Coincidentally, at approximately the same time that Calabresi and Melamed postulated their Rule 4 as an additional approach to the Polluter / Resident problem, an Arizona state supreme court decision independently illustrated the practical application of the "Rule 4" approach in deciding a case that had come before the court. In 1972 in Spur Industries, Inc. v. Del E. Webb Development Co., Del Webb, an Arizona real-estate developer developing a retirement community, sued for an injunction against Spur Industries, a pre-existing feedlot owner whose activities resulted in an alleged nuisance to the encroaching retirement community (causing Del Webb difficulties in selling properties close to the feedlot).
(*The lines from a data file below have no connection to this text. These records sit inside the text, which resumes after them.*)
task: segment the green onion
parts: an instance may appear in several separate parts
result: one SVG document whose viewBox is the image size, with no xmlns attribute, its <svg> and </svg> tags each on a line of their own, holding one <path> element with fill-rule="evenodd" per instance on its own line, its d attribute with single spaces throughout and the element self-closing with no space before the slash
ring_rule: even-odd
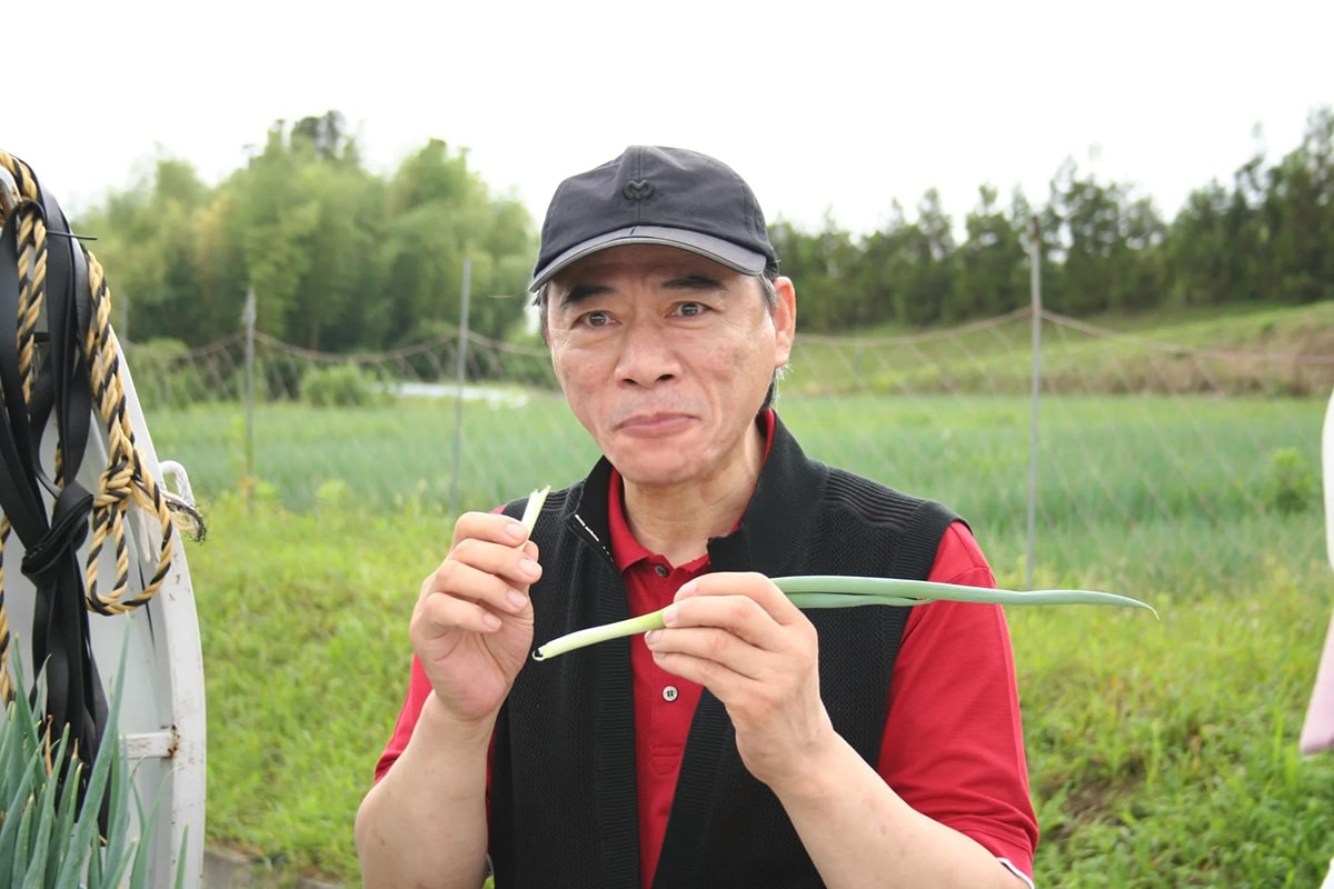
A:
<svg viewBox="0 0 1334 889">
<path fill-rule="evenodd" d="M 1093 589 L 1033 589 L 1018 592 L 1011 589 L 986 589 L 959 584 L 936 584 L 926 580 L 903 580 L 898 577 L 851 577 L 842 574 L 810 574 L 775 577 L 774 585 L 783 590 L 798 608 L 850 608 L 855 605 L 924 605 L 932 601 L 990 602 L 995 605 L 1121 605 L 1158 612 L 1150 605 Z M 532 660 L 546 661 L 572 652 L 576 648 L 604 642 L 608 638 L 647 633 L 663 628 L 663 610 L 640 614 L 602 626 L 575 630 L 532 653 Z"/>
<path fill-rule="evenodd" d="M 551 493 L 551 485 L 534 490 L 528 494 L 528 504 L 523 508 L 523 518 L 519 522 L 532 533 L 532 526 L 538 524 L 538 516 L 542 514 L 542 504 L 547 502 L 547 494 Z"/>
</svg>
In handing down its decision, the Arizona state Supreme Court ruled that Spur Industries' activities did create a nuisance, but Del Webb had come to the nuisance and brought its unwitting retirees along with it. Balancing the various factors in the case, including the fact that Del Webb but not Spur Industries could have foreseen the nuisance problem and the fact that the residents of the retirement community had been dragged to the nuisance unwittingly, the court ruled that Spur Industries would be forced to move, but that Del Webb had to indemnify the business for its troubles.

Though independent of Calabresi and Melamed's article, Spur Industries proved that "Rule 4's" novel approach could be practicably applied. Furthermore, Spur Industries showed that a successful balancing of efficiency, distributional, and other justice concerns, concerns articulated in the article that Calabresi and Melamed intended Rule 4 to blend, could be achieved.